Your next question comes from Doug Creutz with TD Cowen.

Douglas Lippl Creutz

There was a big industry release Slide in Q2 and I just wondered if you could comment to any gains that you think might have helped push either PC builds or peripheral sales. And then just looking ahead to Q3, I think Starfield is coming out, which is probably a big PC title and just your view on whether that could be an important game in driving PC builds?

Andrew J. Paul

Yes. I think the one that everybody was talking about really was Diablo IV over the last quarter that we think helped. I put in the deck, I don't know if you've seen that yet, the decks on our IR website, there's about 8 new games that we've listed. And I think there's a new rev of Call of Duty coming out at the end of the year, which will be pretty big. Cyberpunk is releasing something in September. Yes, Starfield in September. Counter-Strike 2 is listed as a summer of '23. That would be huge. So yes, there's a lot of games. But I think first half, probably Diablo was the biggest one, and I suspect Call of Duty and Counter-Strike for second half.

Michael G. Potter

I think the most interesting thing is if you look at the required specs for the new games coming up, they're much higher than they've been -- if you want to get all the eye candy and the extra features, you're really targeting a much higher spec PC. More memory and much higher end video card, which means more power requirements. So it fits pretty well into the suite of products that we do.

Operator

(Operator Instructions) Your next question comes from Mario Lu with Barclays.

John Jack Butler

This is Jack Butler on for Mario. I was just wondering whether you could talk a bit more about some of the partnerships you now have in place with content creators a couple of quarters ago. You announced the Nickmercs partnership. Now we get CouRageJD. I'm just curious maybe what sort of response have you seen from the gaming community, specifically, like if there's any indicators you're seeing that these partnerships are working? And then maybe how that initiative has evolved or will continue to evolve if there's any update to how you're thinking about partnerships?

Andrew J. Paul

Yes, I'd say -- well, firstly, I mean, we've got a lot of different partnerships.

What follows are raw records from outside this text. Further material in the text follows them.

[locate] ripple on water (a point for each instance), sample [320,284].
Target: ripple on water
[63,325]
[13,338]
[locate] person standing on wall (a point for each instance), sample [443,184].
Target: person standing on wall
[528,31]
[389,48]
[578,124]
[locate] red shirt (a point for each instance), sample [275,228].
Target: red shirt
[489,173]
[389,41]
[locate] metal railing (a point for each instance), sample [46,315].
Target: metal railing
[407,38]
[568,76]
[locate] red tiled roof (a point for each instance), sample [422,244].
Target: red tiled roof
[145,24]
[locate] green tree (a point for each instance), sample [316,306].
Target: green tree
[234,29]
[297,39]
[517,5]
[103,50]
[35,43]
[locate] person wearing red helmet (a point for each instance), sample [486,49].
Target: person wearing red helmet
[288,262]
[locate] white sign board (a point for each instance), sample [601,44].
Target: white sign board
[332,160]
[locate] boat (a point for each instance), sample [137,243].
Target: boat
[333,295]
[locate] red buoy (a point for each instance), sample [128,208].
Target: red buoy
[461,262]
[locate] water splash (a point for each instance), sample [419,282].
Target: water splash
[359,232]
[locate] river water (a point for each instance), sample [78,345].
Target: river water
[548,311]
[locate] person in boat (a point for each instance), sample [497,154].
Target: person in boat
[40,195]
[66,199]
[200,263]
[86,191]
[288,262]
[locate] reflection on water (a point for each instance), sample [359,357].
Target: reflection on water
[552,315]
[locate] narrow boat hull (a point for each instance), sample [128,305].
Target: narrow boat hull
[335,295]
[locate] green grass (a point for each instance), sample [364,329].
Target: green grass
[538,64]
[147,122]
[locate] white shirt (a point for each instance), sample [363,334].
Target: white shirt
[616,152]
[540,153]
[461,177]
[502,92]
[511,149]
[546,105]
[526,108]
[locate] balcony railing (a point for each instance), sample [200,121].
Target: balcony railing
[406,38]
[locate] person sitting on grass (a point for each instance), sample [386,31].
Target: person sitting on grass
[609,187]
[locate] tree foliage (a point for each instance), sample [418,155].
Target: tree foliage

I mean these are 2 pretty big names. We've been with Nickmercs on the SCUF side for some time. Courage is new. But it's too early to draw any conclusions from how that works. You don't see a big spike immediately for many of these things. So yes, I think let's wait until next earnings or later in the year before we can give you any meaningful data from that.

Operator

There are no further questions at this time. I will now turn the call over to Andy Paul.

Andrew J. Paul

Okay. Well, thank you, everybody, for joining us on the call today, and thanks for the continued support. Any follow-up questions, please contact our Investor Relations Department, and we look forward to updating you next quarter. Thank you, and have a good evening.

Operator

Ladies and gentlemen, this concludes your conference call for today. We thank you for participating and ask that you please disconnect your lines.